Today’s topic of discussion is Credibility and Misinformation online.
Mitra, Tanushree et al. (2017) – “A Parsimonious Language Model of Social Media Credibility Across Disparate Events”- CSCW 2017 (126-145).
Summary
The paper mainly focuses on establishing the credibility of news across social media. The authors identified 15 theoretically grounded linguistic assumptions and took help of the CREDBANK corpus to construct a model that would map language to the perceived levels of credibility. Credibility has been broadly described as believability, trust and reliability along with other related topics. However, the term credibility has been termed as both subjective or objective depending on the area of expertise of the researcher. A CREDBANK [1] was constructed which is essentially a corpus of tweets, topics, events and associated human credibility judgements.

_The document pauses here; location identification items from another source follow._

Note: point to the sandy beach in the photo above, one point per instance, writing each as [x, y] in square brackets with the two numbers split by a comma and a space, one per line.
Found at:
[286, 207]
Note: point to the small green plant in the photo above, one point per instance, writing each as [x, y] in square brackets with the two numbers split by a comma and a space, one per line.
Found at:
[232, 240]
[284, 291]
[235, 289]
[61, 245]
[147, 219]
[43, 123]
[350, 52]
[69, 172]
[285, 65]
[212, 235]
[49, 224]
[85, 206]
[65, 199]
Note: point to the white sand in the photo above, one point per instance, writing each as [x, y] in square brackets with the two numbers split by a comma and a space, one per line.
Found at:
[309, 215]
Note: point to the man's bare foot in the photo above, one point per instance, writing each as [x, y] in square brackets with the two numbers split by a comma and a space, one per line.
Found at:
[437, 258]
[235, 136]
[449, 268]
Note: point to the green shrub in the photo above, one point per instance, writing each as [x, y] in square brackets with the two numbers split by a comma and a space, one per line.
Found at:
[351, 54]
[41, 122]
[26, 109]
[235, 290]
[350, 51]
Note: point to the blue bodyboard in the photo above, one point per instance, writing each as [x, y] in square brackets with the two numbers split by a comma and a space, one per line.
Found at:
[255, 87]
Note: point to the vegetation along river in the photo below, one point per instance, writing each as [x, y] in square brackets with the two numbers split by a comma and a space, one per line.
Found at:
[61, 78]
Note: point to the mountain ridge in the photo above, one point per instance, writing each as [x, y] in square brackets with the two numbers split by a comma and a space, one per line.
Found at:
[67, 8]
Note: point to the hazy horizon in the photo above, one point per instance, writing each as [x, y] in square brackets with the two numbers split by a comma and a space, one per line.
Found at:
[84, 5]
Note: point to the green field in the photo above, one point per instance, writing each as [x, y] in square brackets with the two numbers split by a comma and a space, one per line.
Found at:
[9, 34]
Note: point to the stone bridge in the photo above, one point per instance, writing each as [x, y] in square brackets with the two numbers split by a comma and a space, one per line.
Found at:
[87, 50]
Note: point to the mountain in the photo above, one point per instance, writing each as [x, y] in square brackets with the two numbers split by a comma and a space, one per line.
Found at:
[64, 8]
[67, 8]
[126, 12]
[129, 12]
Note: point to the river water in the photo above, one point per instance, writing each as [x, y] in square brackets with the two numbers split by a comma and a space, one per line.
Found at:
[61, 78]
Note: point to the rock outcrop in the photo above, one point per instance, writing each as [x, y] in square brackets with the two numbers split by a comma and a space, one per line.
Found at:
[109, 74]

The corpus has credibility annotations on a 5-point scale (-2 to +2). The paper dealt with the perceived credibility (annotations based as “Certainly Accurate”) of the reported twitter news of a particular event. Proportions of annotations (Pca = “Certainly Accurate” ratings of event / Total rating for that event) was calculated. An event was rated as “Certainly Accurate” if its Pca belonged to the “Perfect Credibility class” (0.9≤ Pca ≤1). All events were given a credibility class of Low to Perfect (rank as Low ≤ Medium ≤ High ≤ Perfect). The linguistic assumptions were considered as the potential predictors of perceived credibility. The potential credibility markers were namely, Modality, Subjectivity, Hedges, Evidentiality, Negations, Exclusions and Conjugations, Anxiety, Positive and negative emotions, Boosters and Capitalization, Quotation, Questions and Hashtags. Nine variables were used as controls namely, Number, average length and number of words in original tweets, retweets and replies. The regression technique used an alpha (=1) parameter to determine the distribution of weight amongst the variables. It was found out that retweets and replies with longer message lengths were associated with higher credibility scores whereas, higher number of retweets were correlated with lower credibility scores.
Reflection
It has become increasingly common for people to experience news through social media and with this comes the problem of the authenticity of that news. The paper dealt with few credibility markers which assessed the credibility of the particular post. It spoke about the variety of words used in the post and how they are perceived to be.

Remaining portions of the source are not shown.